Fibrous red phosphorus is another crystalline form of red phosphorus. It is obtained along with violet phosphorus when red phosphorus is sublimed in a vacuum in the presence of iodine.

It is structurally similar to violet phosphorus. However, in fibrous red phosphorus, phosphorus chains lie parallel instead of orthogonal, unlike violet phosphorus.

Fibrous red phosphorus, similar to red phosphorus, displays activity as a photocatalyst.

==Applications==
===Flame retardants===
Amorphous red phosphorus can be used as a very effective flame retardant, especially in thermoplastics (e.g. polyamide) and thermosets (e.g. epoxy resins or polyurethanes). The flame retarding effect is based on the formation of polyphosphoric acid. Together with the organic polymer material, these acids create a char which prevents flame propagation. The safety risks associated with phosphine generation and friction sensitivity of red phosphorus can be effectively minimized by stabilization and micro-encapsulation. For easier handling, red phosphorus is often used in form of dispersions or masterbatches in various carrier systems.

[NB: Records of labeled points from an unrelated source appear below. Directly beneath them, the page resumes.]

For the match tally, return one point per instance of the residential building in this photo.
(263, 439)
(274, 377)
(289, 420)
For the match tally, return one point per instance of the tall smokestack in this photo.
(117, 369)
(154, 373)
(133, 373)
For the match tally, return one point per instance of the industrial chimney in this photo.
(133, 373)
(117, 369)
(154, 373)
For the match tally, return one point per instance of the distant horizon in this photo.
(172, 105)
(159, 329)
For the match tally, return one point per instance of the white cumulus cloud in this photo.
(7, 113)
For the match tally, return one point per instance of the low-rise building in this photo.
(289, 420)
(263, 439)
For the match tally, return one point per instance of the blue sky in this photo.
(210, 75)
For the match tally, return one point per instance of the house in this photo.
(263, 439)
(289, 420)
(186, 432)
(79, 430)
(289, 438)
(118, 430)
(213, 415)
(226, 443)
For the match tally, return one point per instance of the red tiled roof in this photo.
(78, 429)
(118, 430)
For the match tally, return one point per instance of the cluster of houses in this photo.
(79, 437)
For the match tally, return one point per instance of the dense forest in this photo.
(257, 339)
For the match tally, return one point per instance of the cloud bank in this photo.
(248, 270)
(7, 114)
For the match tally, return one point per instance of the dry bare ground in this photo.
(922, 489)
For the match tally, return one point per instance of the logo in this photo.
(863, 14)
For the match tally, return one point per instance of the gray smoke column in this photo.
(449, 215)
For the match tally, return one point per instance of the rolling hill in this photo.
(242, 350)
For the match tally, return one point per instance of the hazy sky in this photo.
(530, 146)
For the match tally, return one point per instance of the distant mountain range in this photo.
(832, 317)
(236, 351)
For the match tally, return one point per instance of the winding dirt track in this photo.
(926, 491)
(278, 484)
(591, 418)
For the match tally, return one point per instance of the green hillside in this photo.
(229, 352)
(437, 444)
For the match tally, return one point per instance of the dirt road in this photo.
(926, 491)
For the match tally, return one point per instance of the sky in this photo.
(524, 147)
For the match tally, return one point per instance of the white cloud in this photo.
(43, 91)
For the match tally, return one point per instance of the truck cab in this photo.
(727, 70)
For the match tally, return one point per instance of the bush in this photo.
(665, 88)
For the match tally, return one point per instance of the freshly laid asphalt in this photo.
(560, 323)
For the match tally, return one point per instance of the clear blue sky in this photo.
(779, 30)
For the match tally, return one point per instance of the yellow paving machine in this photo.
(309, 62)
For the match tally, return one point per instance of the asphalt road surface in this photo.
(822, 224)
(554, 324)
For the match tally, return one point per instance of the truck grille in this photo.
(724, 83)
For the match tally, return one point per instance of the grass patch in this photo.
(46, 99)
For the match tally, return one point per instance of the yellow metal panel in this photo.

However, for electronic/electrical systems, red phosphorus flame retardant has been effectively banned by major OEMs due to its tendency to induce premature failures. One persistent problem is that red phosphorus in epoxy molding compounds induces elevated leakage current in semiconductor devices. Another problem was acceleration of hydrolysis reactions in PBT insulating material.

===Safety matches===
Red phosphorus is used, along with abrasives, on the strike pads of modern matches. Its discovery allowed for the development of safer matches (historically called safety matches), as well as much less hazardous manufacturing. The match head, containing potassium chlorate, will ignite upon friction with the strike pad. However, the red color of the matchhead is due to addition of red iron oxide, and has nothing to do with phosphorus.

===Chemical synthesis===
Amorphous red phosphorus reacts with bromine and iodine to form phosphorus tribromide and phosphorus triiodide. Both are useful as halogenating agents, for example in replacing the hydroxyl group of alcohols. Phosphorus triiodide can also be used to produce hydroiodic acid after hydrolysis. This reaction is notable in the illicit production of methamphetamine and Krokodil, where hydrogen iodide acts as a reducing agent.

Red phosphorus is often used to prepare chemicals where the P-P bond is retained. Upon room temperature reaction with sodium chlorite, Na_{2}H_{2}P_{2}O_{6} is formed.

Red phosphorus can be used as an elemental photocatalyst for hydrogen formation from water. It displays a steady hydrogen evolution rates of 633 μmol/(h⋅g) by the formation of small-sized fibrous phosphorus. It has also been researched as a sodium ion battery anode.